AI agents that autonomously interact with external tools and environments show great promise across real-world applications. However, the external data which agent consumes also leads to the risk of indirect prompt injection attacks, where malicious instructions embedded in third-party content hijack agent behavior. Guided by benchmarks, such as AgentDojo, there has been significant amount of progress in developing defense against the said attacks. As the technology continues to mature, and that agents are increasingly being relied upon for more complex tasks, there is increasing pressing need to also evolve the benchmark to reflect threat landscape faced by emerging agentic systems. In this work, we reveal three fundamental flaws in current benchmarks and push the frontier along these dimensions: (i) lack of dynamic open-ended tasks, (ii) lack of helpful instructions, and (iii) simplistic user tasks. To bridge this gap, we introduce AgentDyn, a manually designed benchmark featuring 60 challenging open-ended tasks and 560 injection test cases across Shopping, GitHub, and Daily Life. Unlike prior static benchmarks, AgentDyn requires dynamic planning and incorporates helpful third-party instructions. Our evaluation of ten state-of-the-art defenses suggests that almost all existing defenses are either not secure enough or suffer from significant over-defense, revealing that existing defenses are still far from real-world deployment. Our benchmark is available at https://github.com/leolee99/AgentDyn.

🔍 Key Points

  • Development of AgentDyn, a dynamic open-ended benchmark to assess the resilience of AI agents against prompt injection attacks.
  • Identification and critical analysis of three major flaws in existing benchmarks: lack of dynamic tasks, absence of helpful instructions, and overly simplistic user tasks.
  • Empirical investigation demonstrating that state-of-the-art defenses exhibit significant vulnerabilities when tested against AgentDyn, highlighting their inadequacy for real-world deployment.
  • Introduction of a comprehensive suite of 60 challenging user tasks and 560 injection scenarios across various real-life applications such as Shopping and GitHub.
  • Evaluation results showing that almost all defenses face severe utility drops under dynamic and complex attack scenarios, exposing the shortcomings in their robustness.

💡 Why This Paper Matters

This paper is relevant and important because it addresses the critical security challenges posed by prompt injection attacks in AI agents, which are increasingly integrated into complex real-world applications. By introducing AgentDyn, the authors not only provide a new standard for evaluating agent defenses but also raise awareness about the limitations of current methods and the need for more robust security frameworks. This contribution is vital as it informs both researchers and developers on the vulnerabilities of existing systems and encourages the advancement of secure AI technologies.

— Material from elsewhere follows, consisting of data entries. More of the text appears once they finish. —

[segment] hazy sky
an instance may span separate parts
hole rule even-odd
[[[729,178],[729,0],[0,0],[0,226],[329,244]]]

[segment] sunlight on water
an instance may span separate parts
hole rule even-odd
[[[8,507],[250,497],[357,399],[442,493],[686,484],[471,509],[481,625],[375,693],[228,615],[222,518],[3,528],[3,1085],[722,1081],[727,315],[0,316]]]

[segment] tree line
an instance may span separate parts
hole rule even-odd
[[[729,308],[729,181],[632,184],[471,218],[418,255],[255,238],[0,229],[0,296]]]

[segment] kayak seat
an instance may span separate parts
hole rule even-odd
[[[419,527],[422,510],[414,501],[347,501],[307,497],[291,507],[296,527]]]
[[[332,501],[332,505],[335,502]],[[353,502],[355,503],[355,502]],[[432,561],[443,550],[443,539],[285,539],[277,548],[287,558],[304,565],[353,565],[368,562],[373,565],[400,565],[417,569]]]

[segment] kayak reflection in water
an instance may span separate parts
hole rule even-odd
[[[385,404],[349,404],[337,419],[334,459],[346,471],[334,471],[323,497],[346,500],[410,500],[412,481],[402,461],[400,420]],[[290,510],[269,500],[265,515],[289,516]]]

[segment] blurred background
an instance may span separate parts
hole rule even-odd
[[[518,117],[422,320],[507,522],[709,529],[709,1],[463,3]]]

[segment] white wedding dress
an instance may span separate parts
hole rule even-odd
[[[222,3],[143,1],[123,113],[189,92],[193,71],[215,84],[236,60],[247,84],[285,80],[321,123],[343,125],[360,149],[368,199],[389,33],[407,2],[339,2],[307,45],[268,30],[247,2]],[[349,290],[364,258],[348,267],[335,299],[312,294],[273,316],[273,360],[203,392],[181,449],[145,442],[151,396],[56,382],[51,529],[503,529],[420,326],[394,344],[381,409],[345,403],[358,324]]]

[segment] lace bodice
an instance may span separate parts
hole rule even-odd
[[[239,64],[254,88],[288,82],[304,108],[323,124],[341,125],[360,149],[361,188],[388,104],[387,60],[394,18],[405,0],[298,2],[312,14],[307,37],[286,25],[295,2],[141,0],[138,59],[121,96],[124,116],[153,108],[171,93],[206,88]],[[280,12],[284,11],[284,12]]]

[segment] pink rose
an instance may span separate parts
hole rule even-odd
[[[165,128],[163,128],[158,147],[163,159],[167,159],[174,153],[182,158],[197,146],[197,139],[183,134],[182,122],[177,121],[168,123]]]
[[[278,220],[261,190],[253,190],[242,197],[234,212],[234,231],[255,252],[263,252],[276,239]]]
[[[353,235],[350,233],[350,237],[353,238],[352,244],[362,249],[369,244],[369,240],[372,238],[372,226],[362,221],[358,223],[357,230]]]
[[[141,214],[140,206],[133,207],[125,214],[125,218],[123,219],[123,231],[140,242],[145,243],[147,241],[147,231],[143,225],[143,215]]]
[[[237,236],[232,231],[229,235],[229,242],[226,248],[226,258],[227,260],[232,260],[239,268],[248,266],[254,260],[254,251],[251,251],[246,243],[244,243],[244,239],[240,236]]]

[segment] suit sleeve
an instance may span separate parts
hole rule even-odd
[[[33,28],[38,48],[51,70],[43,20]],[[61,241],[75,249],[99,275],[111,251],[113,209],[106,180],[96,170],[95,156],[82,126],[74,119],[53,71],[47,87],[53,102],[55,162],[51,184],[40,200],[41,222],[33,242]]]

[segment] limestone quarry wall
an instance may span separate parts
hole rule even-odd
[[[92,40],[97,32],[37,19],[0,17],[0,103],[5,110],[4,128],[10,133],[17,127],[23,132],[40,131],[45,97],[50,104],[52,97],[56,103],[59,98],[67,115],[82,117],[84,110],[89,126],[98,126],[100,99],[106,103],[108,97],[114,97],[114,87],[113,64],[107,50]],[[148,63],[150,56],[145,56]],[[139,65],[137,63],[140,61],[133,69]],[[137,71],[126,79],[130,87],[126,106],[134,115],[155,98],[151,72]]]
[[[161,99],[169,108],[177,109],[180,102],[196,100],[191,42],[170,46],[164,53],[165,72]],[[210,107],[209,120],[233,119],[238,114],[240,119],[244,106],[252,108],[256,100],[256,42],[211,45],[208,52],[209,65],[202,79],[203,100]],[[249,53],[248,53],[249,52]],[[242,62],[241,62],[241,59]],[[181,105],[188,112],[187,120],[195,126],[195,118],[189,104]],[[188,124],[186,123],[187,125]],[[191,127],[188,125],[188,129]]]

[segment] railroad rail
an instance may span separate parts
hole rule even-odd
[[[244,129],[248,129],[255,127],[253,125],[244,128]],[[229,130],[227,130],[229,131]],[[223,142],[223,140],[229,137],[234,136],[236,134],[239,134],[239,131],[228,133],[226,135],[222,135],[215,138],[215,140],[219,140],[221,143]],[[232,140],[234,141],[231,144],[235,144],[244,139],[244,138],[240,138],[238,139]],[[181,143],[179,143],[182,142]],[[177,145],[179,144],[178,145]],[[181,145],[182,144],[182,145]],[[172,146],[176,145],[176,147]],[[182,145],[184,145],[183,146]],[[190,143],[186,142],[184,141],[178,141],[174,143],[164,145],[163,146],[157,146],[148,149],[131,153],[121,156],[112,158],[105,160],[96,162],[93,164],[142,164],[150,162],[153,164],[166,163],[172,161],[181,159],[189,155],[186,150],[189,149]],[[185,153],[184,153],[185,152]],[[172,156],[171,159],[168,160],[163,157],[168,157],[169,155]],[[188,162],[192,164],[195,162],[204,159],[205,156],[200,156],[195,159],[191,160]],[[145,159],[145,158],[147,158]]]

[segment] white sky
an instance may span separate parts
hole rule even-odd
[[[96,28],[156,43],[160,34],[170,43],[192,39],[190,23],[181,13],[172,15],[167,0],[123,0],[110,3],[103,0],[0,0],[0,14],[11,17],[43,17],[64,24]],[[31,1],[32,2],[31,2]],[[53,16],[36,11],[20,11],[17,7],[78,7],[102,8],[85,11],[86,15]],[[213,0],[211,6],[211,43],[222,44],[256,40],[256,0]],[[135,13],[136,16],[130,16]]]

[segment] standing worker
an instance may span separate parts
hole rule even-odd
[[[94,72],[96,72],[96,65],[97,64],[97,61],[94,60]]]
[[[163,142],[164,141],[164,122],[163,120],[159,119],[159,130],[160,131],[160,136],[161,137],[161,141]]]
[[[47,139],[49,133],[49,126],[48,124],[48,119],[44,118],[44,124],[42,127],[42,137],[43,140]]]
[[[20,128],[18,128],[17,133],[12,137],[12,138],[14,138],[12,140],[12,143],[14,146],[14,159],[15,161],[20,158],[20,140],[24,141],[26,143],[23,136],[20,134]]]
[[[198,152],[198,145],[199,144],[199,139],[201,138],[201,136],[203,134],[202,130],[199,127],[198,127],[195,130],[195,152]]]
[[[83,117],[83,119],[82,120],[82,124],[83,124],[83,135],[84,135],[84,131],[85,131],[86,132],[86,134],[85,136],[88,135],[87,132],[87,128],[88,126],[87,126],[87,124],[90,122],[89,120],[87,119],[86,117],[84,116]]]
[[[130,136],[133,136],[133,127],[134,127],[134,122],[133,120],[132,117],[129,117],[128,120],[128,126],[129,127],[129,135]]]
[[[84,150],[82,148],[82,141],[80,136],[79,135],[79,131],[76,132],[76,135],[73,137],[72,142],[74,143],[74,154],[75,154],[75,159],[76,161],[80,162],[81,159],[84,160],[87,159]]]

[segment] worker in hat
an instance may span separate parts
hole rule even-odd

🎯 Why It's Interesting for AI Security Researchers

This paper is of interest to AI security researchers as it presents groundbreaking insights into the vulnerabilities of existing defenses against prompt injection attacks, a significant concern for the deployment of AI systems. The introduction of AgentDyn as a new benchmark for assessing agent security and its ability to expose hidden failures of traditional defenses offers valuable data and encourages further research and innovation in the design of more secure AI architectures. The findings can influence the development of protective measures and promote a deeper understanding of AI security within the research community.